For detailed instructions on how to execute the slowDownVideos.py script, generate and execute the shell script, and fulfill any dependencies or requirements, please consult the documentation provided in the UploadDynamo Repository.

Uploading to S3 Buckets:#

The process of uploading videos to an AWS S3 bucket serves as a fundamental step in storing Isolated and Sentence Sign Language Videos. These videos are strategically stored in S3 to be seamlessly accessed by the Dictionary Web application whenever needed. This accessibility facilitates text search capabilities and the ability to display videos as part of the dictionary’s functionalities. The URLs of these videos stored in the S3 buckets are integrated into the DynamoDB table’s structure, enabling efficient retrieval and presentation within the website.

Here’s a high-level overview of the upload process:

  1. Python Script uploadS3boto3.py: This script serves as the main tool for uploading video files to the AWS S3 bucket. It utilizes the Boto3 library to establish a connection to AWS and interact with the designated S3 buckets.

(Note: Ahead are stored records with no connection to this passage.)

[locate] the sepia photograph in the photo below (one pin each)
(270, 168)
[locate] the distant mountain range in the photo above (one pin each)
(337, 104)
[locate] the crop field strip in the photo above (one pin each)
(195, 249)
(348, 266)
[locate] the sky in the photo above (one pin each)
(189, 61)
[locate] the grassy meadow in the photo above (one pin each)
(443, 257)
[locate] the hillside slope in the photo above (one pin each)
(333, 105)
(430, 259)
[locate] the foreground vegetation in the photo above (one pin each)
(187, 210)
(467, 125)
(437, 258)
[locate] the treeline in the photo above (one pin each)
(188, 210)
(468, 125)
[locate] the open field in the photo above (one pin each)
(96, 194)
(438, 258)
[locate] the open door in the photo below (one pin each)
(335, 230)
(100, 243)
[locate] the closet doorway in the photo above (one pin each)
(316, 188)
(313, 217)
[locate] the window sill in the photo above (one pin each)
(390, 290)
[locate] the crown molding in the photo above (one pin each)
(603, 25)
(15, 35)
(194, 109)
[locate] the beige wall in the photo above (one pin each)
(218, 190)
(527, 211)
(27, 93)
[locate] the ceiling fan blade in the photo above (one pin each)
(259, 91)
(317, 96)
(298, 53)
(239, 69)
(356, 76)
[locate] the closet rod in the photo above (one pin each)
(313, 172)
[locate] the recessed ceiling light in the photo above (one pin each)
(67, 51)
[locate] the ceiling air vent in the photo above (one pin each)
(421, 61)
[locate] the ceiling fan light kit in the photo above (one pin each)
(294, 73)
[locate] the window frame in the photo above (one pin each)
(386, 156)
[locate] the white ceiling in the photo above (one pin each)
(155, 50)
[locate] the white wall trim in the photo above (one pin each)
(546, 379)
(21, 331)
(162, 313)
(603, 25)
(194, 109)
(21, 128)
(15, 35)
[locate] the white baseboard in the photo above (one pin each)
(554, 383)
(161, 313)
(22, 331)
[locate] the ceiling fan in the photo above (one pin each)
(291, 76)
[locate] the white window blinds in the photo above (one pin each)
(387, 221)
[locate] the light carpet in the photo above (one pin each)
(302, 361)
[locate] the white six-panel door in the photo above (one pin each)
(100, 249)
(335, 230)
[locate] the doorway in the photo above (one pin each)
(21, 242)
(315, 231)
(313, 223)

  2. CSV Input (lemmaPUCP305-reviewed.csv): The script relies on information from a CSV file that contains details about the video files to be uploaded. This CSV includes the video filenames, along with associated glosses or lemmas.

  3. S3 Buckets (isolatedsigns and sentencesigns): The videos are uploaded to two distinct S3 buckets: isolatedsigns for isolated signs and sentencesigns for sentences.

    • isolatedsigns Bucket: This bucket is used to store individual or isolated sign videos. The script uploads each video with its associated gloss or lemma as the video’s object name in the bucket.

    • sentencesigns Bucket: This bucket is used to store videos of sign sentences. Similar to the isolated signs, videos are uploaded to this bucket with their corresponding object names.

The uploadS3boto3.py script reads the CSV file, locates the video files, and then proceeds to upload each video to its designated S3 bucket. The script employs the Boto3 library’s functionality to handle the uploading process securely and efficiently.

For a comprehensive guide on how to execute the uploadS3boto3.py script, upload videos to the designated S3 buckets, and ensure all necessary prerequisites are met, please refer to the documentation provided in the UploadDynamo Repository.

Creating DynamoDB Table and Population:#

To streamline this process, a Python script named createItemsDynamo.py is provided. This script utilizes the Boto3 library, which enables interactions with AWS services from within Python code. The purpose of this script is to create an efficient batch upload mechanism for adding video-related data to the DynamoDB table.

The script reads essential video details from a CSV file, such as lemmaPUCP305-reviewed.csv. These details include the sign’s gloss, lemma, associated URLs for isolated and sentence videos stored in S3 buckets, corresponding text descriptions, and other metadata. Using the boto3 library, the script constructs and submits batch write requests to the DynamoDB table for efficient data insertion.

For comprehensive guidance on executing the createItemsDynamo.py script, uploading video-related data to the DynamoDB table, ensuring prerequisites are met, and integrating these details into your platform’s functionality, please refer to the documentation available in uploadDynamo Repository.